Question: I have a divorced NP205 out of a '73 Ford High-Boy. When I pulled it out, I noticed that it had a little bit of slop in it. I have since been looking for a rebuild kit, but so far have only been able to find one for a non-divorced case. I know I am not the only one with this problem with this tough little transfer case. Is there any company that you guys know of that offers such a kit?
Answer: Well, a lot of the parts and gaskets are going to be the same. Naturally, you're going to have a different input shaft than a direct-mount 205 will have. I suggest that you give the sales/customer service guys at Motive Gear a call at 800/934-2727. While they don't sell direct to the consumer, they can direct you to a dealer in your area.

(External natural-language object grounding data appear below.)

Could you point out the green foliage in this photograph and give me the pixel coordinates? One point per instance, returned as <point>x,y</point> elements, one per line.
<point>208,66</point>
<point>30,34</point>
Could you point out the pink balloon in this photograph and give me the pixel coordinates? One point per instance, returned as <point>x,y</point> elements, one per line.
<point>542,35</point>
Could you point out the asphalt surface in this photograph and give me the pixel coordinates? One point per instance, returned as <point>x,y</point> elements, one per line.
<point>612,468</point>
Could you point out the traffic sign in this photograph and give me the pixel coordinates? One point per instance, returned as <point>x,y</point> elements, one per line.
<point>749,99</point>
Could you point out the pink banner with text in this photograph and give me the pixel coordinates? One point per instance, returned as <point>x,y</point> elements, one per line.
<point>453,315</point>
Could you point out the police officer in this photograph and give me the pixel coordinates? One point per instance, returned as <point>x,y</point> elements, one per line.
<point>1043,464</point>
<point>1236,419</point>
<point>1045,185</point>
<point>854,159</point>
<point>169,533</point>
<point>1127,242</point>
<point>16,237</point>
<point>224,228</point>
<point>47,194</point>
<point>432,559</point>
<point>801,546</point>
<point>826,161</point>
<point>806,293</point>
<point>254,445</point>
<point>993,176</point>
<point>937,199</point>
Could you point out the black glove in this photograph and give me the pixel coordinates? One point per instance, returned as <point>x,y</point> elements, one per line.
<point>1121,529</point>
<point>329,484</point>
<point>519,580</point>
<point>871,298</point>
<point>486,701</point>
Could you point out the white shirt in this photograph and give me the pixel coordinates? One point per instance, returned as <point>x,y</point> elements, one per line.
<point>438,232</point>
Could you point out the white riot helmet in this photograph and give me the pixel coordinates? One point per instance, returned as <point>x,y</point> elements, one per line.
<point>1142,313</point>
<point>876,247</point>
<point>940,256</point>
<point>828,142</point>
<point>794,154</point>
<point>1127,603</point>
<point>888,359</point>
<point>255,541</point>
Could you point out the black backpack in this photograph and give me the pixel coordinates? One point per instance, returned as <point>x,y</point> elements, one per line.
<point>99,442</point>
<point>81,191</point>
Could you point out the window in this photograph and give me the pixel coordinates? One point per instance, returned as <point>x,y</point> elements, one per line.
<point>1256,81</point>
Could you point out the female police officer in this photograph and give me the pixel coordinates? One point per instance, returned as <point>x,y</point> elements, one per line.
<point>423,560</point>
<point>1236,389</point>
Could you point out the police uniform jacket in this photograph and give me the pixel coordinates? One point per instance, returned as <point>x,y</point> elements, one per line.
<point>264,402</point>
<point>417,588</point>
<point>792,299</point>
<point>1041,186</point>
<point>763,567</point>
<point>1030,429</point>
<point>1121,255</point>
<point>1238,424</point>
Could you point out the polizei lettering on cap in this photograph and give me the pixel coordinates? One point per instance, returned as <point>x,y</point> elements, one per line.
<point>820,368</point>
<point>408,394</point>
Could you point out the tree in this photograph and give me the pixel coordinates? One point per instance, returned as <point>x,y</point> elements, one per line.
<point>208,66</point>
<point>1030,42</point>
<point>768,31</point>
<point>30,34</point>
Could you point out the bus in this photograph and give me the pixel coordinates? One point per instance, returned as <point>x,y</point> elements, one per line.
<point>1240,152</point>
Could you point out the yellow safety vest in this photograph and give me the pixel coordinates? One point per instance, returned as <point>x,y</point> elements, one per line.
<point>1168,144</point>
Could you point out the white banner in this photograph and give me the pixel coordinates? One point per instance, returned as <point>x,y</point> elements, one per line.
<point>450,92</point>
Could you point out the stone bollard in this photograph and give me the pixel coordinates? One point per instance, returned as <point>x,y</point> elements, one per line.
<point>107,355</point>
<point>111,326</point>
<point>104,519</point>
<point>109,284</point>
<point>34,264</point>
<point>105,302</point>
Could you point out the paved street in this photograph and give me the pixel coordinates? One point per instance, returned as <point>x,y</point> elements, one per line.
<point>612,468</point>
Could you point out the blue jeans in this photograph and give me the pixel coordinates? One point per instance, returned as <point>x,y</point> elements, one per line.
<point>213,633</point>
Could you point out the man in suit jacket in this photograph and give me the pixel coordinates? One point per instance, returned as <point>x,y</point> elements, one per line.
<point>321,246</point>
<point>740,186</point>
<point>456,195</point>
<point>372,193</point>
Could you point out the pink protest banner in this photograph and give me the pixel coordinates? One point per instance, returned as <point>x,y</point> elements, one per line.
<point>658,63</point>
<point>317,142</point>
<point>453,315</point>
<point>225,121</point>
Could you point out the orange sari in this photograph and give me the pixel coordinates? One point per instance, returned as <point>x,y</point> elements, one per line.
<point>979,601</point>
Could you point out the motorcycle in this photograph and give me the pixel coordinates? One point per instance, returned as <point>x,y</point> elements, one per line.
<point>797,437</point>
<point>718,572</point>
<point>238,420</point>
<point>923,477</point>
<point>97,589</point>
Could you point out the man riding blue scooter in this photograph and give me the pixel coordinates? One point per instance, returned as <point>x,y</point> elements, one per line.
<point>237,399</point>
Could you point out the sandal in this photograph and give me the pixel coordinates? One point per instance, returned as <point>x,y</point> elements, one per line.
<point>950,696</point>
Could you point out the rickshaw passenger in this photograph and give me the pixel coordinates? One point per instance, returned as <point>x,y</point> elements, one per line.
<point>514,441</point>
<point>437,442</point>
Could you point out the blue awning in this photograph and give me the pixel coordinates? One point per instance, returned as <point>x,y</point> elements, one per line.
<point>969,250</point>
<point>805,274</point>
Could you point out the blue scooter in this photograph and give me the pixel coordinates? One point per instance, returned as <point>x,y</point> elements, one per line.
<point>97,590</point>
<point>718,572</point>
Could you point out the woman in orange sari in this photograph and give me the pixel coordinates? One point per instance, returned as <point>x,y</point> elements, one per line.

Question: I have a '79 Jeep Cherokee Chief with an AMC 360, Turbo 400 tranny, and Quadra-Trac transfer case. The problem is in the transfer case, which I have heard is junk. Do you know of any other case that would bolt in? I can't find hardly any information on this truck anywhere.
Answer: To be honest with you, I don't think that the original Quadra-Trac system was all that bad. It was kind of the forerunner of the modern aluminum chaindriven case such as the NP231. It was used by Jeep behind the TH400 from '73 to '79 in two versions: The 13-05, without a low range, and the 13-39 with a 2.57:1 low-range. They do have a somewhat troublesome vacuum-operated locking feature. Jeep realized this and offered a manual-shift replacement kit, but it's long out of the system. It shouldn't be too hard to make some manual linkage, though. I believe Crown Automotive still offers rebuild kits and assorted parts that are available through most shops that sell Jeep parts, such as 4 Wheel Drive Hardware (www.4wd.com) or Collins Brothers.
Most likely, it will be a lot cheaper to rebuild the unit instead of swapping it out. Due to the offset output for the rear, the only other transfer case with this offset is the Dana 18. Novak Conversions (www.novak-adapt.com) offers a special adapter that cocks the transfer case to the proper angle.
I have seen people use the Dana 20 or Dana 300 transfer case with the centered output, and let the rear driveshaft run at an angle to the rearend, but again this will require a new adapter to the transmission.
Question: I own an '06 Chevy Silverado two-wheel drive with the 4.3L V-6. Where are the headers for this engine? I have been looking around for a little while, and I can find headers for the 4.3 S-10, but not the Silverado. Is this because the S-10 headers will also work on the Silverado, or is it that there really is no market for the Silverado? I can probably have them made, but at a price. I really want to wake my truck up a little here and there since it has the factory 3.23:1 rear axle. Any direction on this would be greatly appreciated.
New Preston, CT
Answer: Both JBA (800/830-3377, www.jbaheaders.com) and Gibson Performance (800/528-3044, www.gibsonperformance.com) offer headers for your truck. Both companies make some pretty strong claims as to the performance gain which I am a bit apprehensive to repeat here. In the real world, I wouldn't expect that much.
I think that if it was my truck and I was looking for a big jump in performance, I would spend the money on a gear swap. Being only a two-wheel-drive truck, the expense wouldn't be all that much, and the performance gain would be substantial. Most likely there would, however, be a drop in fuel economy.